From approximately 3 weeks of development the initial relatively simple larval network of intracranial lymphatic vessels found along the caudal margin of the optic tecta and cerebellum (Fig. 4C,G,K) grows rostrally and elaborates into a much more complex juvenile and adult intracranial lymphatic vascular system, as visualized by confocal imaging of the intact dorsal heads of casper Tg(mrc1a:egfp)^y251 transgenic zebrafish (Fig. 6A–D). In a 30 dpf/16 mm animal rostral projections are observed just beginning to emerge from the larval intracranial lymphatics (Fig. 6A), while in a slightly more developed 40 dpf/17 mm animal the rostral projections are extended branches curving around the cerebellum toward the dorsal midline (Fig. 6B). In a 41 dpf/19 mm animal the lymphatics form a network circumscribing and also beginning to cross the dorsal surface of the cerebellum, and also extending rostrally between the optic tecta on either side of the midline dural sinus (Fig. 6C). An even more elaborate network can be seen in a 45 dpf/24 mm animal, with intracranial vessels further extending across the optic tecta and elsewhere (Fig. 6D). Although the complete network of intracranial lymphatics become difficult to image through the skull after the first 1–1/2 months of development, the intracranial lymphatics in older animals appear very similar to the network observed in 1–1/2 month old animals, albeit with somewhat increasing complexity (data not shown). Higher magnification imaging of developing juvenile lymphatics suggests that the elaborate rostral lymphatics grow via both sprouting lymphangiogenesis and formation and fusion of locally developing small lymphatic cell clusters/sacs (Fig. 6E–H).

Fig. 6. Later development of intracranial lymphatics in juvenile zebrafish.

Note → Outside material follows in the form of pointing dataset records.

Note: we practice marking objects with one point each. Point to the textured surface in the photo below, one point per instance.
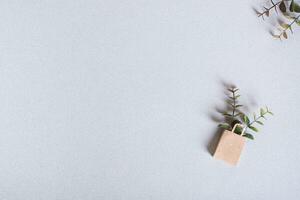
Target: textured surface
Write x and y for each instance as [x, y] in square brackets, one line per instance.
[230, 147]
[117, 100]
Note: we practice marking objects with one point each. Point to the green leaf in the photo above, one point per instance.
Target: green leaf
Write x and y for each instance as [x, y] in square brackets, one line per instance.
[246, 119]
[294, 7]
[253, 128]
[225, 126]
[226, 114]
[259, 122]
[282, 7]
[249, 136]
[238, 114]
[262, 111]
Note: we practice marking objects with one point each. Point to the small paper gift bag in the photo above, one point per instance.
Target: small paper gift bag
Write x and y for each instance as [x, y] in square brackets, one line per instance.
[230, 146]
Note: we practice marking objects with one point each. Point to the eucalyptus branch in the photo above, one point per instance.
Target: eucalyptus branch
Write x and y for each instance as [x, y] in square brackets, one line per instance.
[267, 10]
[288, 10]
[286, 27]
[233, 112]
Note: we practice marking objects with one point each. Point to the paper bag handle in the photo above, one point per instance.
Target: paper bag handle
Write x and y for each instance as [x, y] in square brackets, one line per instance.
[234, 127]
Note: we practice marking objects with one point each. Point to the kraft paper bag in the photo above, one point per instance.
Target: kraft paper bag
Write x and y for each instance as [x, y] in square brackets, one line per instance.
[230, 146]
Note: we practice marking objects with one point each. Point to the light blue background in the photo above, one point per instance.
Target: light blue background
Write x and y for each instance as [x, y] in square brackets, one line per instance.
[115, 99]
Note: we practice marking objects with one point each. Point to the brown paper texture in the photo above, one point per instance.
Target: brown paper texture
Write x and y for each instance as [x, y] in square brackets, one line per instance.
[230, 147]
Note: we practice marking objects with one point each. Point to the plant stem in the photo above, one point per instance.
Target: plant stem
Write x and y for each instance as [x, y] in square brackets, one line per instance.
[233, 107]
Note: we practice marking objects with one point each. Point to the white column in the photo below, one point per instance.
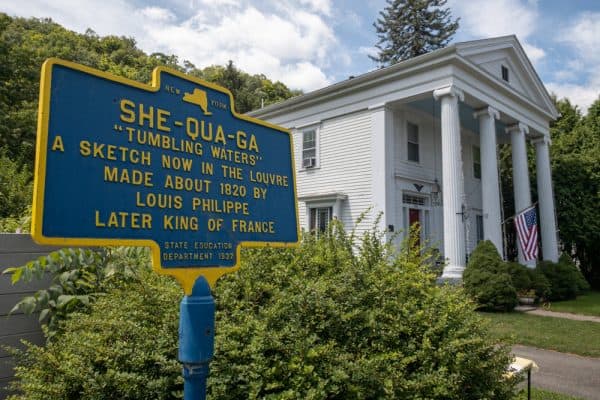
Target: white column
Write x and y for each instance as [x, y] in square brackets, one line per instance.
[382, 156]
[520, 173]
[452, 182]
[546, 199]
[490, 188]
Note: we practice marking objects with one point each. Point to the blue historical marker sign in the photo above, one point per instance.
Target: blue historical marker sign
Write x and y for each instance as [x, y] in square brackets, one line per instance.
[168, 165]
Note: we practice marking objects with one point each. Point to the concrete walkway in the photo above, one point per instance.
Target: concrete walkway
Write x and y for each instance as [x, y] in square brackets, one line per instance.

A-D. Colored confocal images of mrc1a:egfp+ FGPs (white, uncolored) and intracranial lymphatic vessels (colored green) in the dorsal heads of 30 dpf/16 mm (A), 40 dpf/17 mm (B), 41 dpf/19 mm (C), and 45 dpf/24 mm (D) Tg(mrc1a:egfp)^y251 transgenic zebrafish. E-H. Colored confocal images of mrc1a:egfp+ FGPs and the primary intracranial lymphatic plexus (white, uncolored), sprouting intracranial lymphatic vessels (colored blue) and lymphatic sacs (colored green) in the dorsal head of a 15 dpf/6.7 mm Tg(mrc1a:egfp)^y251 transgenic zebrafish (E), Higher magnification view of the boxed region in panel E, showing sprouting intracranial lymphatics (arrows) (F), and a 17 dpf/8 mm Tg(mrc1a:egfp)^y251 transgenic zebrafish (G) with higher magnification view of the boxed region in panel G, showing presumptive lymphatic sacs fusing with the growing lymphatic vessels (arrows) (H). Scale Bars: 250 um. (dpf- days post fertilization, mm-millimeters, mrc1a- mannose receptor C type 1a, GFP- green fluorescent protein)

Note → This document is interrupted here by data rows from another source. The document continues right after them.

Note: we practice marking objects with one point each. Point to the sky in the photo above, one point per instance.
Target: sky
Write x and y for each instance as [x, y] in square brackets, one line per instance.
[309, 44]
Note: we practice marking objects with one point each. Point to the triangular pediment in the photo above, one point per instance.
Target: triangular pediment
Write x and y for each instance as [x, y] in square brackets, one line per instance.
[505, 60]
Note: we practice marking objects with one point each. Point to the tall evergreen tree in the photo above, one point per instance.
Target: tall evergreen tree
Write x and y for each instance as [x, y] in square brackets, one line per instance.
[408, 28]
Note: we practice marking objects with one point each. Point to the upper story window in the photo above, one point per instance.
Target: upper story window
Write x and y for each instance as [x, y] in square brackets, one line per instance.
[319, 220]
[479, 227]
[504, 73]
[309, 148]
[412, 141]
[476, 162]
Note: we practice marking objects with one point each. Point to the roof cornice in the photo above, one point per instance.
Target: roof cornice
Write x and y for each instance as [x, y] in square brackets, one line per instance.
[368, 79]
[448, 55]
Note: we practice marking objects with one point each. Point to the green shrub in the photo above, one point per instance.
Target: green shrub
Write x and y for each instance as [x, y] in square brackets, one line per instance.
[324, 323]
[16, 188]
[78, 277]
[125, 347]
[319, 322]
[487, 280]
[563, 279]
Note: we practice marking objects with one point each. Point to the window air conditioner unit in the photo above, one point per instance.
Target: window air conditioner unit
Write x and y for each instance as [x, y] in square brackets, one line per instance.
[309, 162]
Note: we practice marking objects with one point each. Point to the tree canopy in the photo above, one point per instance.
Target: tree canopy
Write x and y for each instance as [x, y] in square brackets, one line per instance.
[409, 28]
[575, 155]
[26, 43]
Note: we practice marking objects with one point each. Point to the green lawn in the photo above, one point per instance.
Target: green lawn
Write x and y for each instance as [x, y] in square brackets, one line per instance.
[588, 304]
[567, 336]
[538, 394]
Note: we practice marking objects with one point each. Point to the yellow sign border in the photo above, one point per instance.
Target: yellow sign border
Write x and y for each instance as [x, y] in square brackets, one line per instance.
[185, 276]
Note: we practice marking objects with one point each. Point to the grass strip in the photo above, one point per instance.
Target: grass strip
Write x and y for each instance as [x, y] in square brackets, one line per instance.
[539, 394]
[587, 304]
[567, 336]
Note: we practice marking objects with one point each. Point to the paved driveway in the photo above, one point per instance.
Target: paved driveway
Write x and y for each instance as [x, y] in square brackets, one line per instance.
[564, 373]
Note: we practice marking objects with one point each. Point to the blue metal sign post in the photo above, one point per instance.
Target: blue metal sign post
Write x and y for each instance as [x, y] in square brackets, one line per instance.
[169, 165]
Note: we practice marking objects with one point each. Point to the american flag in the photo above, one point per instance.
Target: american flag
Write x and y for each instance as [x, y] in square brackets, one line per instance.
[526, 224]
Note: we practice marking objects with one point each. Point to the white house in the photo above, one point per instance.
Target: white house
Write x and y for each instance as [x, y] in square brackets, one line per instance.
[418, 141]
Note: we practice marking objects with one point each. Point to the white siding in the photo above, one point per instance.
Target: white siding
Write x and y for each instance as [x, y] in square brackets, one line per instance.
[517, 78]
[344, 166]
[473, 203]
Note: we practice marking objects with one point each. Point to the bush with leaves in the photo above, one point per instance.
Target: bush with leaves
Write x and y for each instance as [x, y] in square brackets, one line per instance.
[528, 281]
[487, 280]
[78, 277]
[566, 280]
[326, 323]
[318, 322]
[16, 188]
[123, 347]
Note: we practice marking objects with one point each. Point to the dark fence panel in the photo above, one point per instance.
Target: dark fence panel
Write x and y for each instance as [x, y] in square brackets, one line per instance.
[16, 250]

We continued to evaluate the intracranial lymphatic network throughout the lifespan of the zebrafish to determine if there were any major morphological changes to the network as the zebrafish age. We removed and imaged the inside if the skull of Tg(−5.2lyve1b:DsRed)^nz101 zebrafish (Online Fig. VI A) at three different ages, 4.5 months (n = 6), 22 months (n = 4), and 36 months (n = 6) (Online Fig. VI C–E) and the lymphatic area in the imaging field was calculated (Online Fig. VI F–H). The average lymphatic area was compared between the three different age groups and no significant differences were found (Online Fig. VI B). This result differs from the regression of mouse intracranial lymphatic vessels seen with advanced age³.

Immune cell trafficking in meningeal lymphatic vessels.

In addition to draining interstitial fluid, lymphatic vessels have an important function in trafficking of immune cells. We carried out time-lapse confocal imaging of the intact dorsal heads of living casper Tg(mrc1a:egfp)^y251, Tg(lyz:DsRed2)^nz50 double-transgenic zebrafish to observe whether lyz:dsred+ neurotrophils could be seen transiting through and/or across the walls of mrc1a+ intracranial lymphatics. Live imaging of lymphatic vessels running along the boundary of the cerebellum and optic tectum inside the meninges of an adult casper double transgenic animal (Fig. 7A–C) reveals neutrophils moving slowly through the lymphatic vessels (Fig. 7D–F, Online Video VII), in contrast to the very rapid movement of neutrophils through nearby blood vessels (Online Video VII). In addition to moving through the lymphatics, neutrophils can also occasionally be observed transmigrating from the meningeal interstitial spaces through the lymphatic endothelial wall (Fig. 7G–K, Online Video VIII). Intracranial (Fig. 7L) and external superficial (Fig. 7M) lymphatic vessels both contain abundant numbers of neutrophils. These data suggest that zebrafish intracranial lymphatics play an important role in immune protection of the brain, as has been suggested for mammalian meningeal lymphatics.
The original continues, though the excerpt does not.